Re: Watchdog wrapper for s6

2021-11-21 Thread Alex Kiernan
On Sat, Nov 20, 2021 at 9:57 PM Laurent Bercot  wrote:
>
>
> >I have a problem process that's getting stuck somewhere in its network
> >code (clearly the right answer is to find/fix the problem, but it's
> >infrequent and we're up against time constraints...)
> >
> >I'm looking at just adding a wrapper around it which does something
> >along the lines of the existing s6 notification - have the supervised
> >process write a regular character to an inherited fd, if it ever stops
> >then the wrapper kills everyone and exits allowing the supervision to
> >restart it.
>
>   What you want is process monitoring. s6 doesn't do that, because
> the monitoring needs are very process-specific and it's impossible to
> predict all the functionality that every daemon under the sun could
> want to use.
>

Indeed, wasn't sure if I was missing something!

>   Here, you need a heartbeat. You can implement the heartbeat monitor
> as a separate service, which it is: it's a service that reads the
> heartbeat from your daemon and sends it an s6-svc -r command when
> it fails to receive the heartbeat from a period of time.
>   If you don't need anything more than that, you can probably write
> the heartbeat monitor in shell (or even in execline!) It's a call
> to mkfifo then a read loop. :)
>

Thanks for the steer on the pattern.

-- 
Alex Kiernan


Re: Watchdog wrapper for s6

2021-11-20 Thread Laurent Bercot




I have a problem process that's getting stuck somewhere in its network
code (clearly the right answer is to find/fix the problem, but it's
infrequent and we're up against time constraints...)

I'm looking at just adding a wrapper around it which does something
along the lines of the existing s6 notification - have the supervised
process write a regular character to an inherited fd, if it ever stops
then the wrapper kills everyone and exits allowing the supervision to
restart it.


 What you want is process monitoring. s6 doesn't do that, because
the monitoring needs are very process-specific and it's impossible to
predict all the functionality that every daemon under the sun could
want to use.

 Here, you need a heartbeat. You can implement the heartbeat monitor
as a separate service, which it is: it's a service that reads the
heartbeat from your daemon and sends it an s6-svc -r command when
it fails to receive the heartbeat from a period of time.
 If you don't need anything more than that, you can probably write
the heartbeat monitor in shell (or even in execline!) It's a call
to mkfifo then a read loop. :)

--
 Laurent



Watchdog wrapper for s6

2021-11-20 Thread Alex Kiernan
I have a problem process that's getting stuck somewhere in its network
code (clearly the right answer is to find/fix the problem, but it's
infrequent and we're up against time constraints...)

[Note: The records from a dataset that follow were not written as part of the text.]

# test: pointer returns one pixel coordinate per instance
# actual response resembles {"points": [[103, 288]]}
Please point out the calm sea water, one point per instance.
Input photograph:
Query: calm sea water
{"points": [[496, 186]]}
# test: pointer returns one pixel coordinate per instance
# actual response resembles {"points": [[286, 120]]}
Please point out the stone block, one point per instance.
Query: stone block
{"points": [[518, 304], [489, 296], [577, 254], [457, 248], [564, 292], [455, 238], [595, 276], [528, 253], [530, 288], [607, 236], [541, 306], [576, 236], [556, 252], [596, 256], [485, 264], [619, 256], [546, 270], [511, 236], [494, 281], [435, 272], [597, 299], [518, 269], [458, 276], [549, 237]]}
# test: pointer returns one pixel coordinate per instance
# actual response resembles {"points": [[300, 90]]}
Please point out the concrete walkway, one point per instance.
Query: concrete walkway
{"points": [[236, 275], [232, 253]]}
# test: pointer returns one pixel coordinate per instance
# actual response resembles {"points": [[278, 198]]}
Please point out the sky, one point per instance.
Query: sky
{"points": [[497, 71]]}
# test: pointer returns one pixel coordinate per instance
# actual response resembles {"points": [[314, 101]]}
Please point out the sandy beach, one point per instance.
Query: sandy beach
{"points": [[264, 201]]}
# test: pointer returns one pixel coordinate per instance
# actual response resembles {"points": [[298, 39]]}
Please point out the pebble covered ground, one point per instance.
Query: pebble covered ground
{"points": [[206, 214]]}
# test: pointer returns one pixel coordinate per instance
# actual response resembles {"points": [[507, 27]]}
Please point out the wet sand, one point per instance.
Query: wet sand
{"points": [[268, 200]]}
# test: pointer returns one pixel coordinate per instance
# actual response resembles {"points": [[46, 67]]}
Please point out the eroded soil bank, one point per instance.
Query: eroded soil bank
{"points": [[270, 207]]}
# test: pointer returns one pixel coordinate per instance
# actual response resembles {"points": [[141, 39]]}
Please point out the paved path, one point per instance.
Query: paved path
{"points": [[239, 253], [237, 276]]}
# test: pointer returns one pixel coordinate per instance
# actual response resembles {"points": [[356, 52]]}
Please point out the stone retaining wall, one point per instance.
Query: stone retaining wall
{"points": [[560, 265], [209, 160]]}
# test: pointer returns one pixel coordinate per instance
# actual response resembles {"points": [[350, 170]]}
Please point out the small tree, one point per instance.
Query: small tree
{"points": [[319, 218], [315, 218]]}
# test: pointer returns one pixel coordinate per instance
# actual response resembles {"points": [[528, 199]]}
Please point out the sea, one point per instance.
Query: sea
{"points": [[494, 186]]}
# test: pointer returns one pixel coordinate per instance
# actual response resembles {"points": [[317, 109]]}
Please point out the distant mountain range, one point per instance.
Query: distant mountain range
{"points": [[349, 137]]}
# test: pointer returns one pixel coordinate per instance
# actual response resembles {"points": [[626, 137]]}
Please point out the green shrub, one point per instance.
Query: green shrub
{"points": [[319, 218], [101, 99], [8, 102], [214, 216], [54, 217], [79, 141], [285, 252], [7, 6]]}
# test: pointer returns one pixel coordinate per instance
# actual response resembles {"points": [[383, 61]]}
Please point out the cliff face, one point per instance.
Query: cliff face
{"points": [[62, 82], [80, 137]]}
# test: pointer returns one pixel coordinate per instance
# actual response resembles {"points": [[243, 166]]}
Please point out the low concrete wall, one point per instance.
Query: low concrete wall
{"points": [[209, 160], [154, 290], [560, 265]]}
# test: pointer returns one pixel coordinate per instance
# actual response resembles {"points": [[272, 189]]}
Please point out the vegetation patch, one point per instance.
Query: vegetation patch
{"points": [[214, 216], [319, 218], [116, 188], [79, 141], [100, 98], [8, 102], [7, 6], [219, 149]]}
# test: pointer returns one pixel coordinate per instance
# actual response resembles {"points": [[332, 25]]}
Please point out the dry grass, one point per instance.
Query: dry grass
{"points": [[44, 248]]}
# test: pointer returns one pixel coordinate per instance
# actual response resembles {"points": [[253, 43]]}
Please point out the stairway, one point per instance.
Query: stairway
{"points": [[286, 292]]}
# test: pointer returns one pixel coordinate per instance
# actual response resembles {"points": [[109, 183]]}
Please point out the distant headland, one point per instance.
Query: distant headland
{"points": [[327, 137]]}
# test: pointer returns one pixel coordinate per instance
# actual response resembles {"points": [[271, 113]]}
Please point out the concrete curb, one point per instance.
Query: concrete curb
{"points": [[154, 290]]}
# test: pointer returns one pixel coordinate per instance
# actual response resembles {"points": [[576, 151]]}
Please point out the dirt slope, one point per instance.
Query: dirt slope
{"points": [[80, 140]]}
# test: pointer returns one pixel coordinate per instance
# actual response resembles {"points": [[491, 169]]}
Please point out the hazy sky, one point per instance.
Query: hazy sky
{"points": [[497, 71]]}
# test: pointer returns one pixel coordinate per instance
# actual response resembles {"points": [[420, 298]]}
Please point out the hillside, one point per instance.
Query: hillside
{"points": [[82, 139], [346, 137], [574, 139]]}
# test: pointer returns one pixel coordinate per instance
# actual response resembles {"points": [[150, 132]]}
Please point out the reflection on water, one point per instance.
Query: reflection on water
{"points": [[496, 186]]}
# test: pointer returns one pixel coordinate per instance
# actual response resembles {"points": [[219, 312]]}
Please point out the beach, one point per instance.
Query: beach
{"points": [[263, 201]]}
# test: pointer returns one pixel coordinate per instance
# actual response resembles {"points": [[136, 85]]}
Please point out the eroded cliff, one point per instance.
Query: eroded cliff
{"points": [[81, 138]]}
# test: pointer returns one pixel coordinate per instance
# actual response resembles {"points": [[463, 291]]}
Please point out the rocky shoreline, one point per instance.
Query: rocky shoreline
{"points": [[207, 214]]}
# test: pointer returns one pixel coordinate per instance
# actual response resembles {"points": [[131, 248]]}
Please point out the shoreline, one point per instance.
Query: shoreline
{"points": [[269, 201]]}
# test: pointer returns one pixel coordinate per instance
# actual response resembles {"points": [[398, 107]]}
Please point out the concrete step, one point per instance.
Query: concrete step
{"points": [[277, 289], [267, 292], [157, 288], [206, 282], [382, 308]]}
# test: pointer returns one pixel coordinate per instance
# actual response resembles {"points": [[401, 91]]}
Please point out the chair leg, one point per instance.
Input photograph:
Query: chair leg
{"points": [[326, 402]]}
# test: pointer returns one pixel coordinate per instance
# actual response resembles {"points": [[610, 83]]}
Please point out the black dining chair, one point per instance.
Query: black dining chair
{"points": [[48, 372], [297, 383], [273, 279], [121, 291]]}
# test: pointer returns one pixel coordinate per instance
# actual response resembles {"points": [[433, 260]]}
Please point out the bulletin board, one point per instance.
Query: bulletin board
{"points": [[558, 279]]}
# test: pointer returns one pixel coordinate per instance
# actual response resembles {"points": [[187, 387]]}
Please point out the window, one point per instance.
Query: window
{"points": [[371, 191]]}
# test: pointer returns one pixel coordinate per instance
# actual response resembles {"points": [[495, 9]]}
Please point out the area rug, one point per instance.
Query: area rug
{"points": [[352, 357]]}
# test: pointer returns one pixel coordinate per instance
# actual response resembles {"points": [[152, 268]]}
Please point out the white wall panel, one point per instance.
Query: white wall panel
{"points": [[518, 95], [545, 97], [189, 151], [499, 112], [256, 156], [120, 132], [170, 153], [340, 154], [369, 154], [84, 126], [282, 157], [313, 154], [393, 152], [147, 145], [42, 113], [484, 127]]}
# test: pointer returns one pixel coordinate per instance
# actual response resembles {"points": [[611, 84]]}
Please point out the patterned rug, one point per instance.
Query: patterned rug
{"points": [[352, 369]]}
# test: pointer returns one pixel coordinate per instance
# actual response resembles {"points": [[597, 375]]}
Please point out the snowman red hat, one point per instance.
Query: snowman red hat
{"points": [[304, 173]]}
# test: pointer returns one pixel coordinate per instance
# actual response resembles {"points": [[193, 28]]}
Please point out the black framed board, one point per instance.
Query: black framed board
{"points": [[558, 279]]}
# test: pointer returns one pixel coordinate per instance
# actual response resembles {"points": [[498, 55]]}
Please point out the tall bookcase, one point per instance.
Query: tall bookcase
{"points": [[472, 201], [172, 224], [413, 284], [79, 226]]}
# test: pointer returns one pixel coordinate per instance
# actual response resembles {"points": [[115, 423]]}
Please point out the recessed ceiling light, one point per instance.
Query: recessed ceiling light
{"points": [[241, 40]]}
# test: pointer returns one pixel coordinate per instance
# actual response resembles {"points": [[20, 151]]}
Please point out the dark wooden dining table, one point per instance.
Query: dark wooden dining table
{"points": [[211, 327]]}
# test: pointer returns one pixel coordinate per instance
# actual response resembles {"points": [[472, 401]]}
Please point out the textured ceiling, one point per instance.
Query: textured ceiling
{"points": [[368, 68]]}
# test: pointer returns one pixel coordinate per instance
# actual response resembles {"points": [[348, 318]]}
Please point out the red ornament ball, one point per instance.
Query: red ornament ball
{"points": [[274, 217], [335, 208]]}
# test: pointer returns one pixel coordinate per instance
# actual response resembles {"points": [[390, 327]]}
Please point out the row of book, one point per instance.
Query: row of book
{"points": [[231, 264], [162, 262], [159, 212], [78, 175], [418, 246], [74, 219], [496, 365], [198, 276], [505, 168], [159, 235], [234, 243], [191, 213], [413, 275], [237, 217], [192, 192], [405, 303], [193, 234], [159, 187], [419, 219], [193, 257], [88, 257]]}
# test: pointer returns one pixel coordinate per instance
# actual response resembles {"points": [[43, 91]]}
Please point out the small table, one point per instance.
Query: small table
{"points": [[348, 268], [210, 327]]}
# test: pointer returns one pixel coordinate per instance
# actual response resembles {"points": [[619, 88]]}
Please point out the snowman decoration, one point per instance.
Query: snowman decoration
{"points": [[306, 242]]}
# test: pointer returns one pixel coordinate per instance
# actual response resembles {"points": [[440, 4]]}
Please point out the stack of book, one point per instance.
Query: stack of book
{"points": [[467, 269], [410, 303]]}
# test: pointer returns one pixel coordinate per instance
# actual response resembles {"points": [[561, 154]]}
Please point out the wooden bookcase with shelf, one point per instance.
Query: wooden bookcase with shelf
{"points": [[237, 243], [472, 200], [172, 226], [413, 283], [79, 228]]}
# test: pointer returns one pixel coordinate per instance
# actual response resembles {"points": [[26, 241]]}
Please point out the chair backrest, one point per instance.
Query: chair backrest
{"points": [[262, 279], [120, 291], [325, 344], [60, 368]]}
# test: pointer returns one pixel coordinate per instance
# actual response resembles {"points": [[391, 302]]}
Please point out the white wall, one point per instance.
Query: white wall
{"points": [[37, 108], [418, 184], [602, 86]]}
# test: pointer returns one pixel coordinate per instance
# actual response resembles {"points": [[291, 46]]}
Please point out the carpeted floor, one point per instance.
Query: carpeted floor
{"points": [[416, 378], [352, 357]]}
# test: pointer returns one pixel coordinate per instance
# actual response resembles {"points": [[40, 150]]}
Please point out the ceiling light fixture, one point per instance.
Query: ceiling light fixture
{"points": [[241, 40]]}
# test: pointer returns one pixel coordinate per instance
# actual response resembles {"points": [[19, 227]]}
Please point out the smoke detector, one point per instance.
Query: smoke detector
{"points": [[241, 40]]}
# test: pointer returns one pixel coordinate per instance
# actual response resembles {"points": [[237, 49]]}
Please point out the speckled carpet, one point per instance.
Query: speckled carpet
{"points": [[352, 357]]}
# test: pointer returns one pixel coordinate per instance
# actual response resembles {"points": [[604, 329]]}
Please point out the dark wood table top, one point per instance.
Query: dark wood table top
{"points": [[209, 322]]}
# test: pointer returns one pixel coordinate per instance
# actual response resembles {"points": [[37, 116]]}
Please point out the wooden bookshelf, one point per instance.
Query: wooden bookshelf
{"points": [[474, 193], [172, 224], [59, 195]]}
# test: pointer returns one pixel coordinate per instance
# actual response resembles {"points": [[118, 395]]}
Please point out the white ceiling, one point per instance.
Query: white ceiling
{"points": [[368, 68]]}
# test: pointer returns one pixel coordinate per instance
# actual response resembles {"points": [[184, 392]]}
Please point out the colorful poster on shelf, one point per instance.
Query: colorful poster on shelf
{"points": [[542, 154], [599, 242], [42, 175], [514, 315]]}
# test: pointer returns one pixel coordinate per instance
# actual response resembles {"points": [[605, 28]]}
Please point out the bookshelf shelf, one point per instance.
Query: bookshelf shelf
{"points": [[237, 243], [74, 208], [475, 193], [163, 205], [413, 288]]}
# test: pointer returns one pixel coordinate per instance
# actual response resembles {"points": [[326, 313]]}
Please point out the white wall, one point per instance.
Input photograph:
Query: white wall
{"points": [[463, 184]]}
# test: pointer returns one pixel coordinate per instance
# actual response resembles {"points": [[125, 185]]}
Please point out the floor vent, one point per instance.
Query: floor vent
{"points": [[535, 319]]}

I'm looking at just adding a wrapper around it which does something
along the lines of the existing s6 notification - have the supervised
process write a regular character to an inherited fd, if it ever stops
then the wrapper kills everyone and exits allowing the supervision to
restart it.

My google-fu has failed to turn up anything which does this, am I just
failing to craft the right query, or is this just a mad/bad idea? Or
does anyone have a pointer?

-- 
Alex Kiernan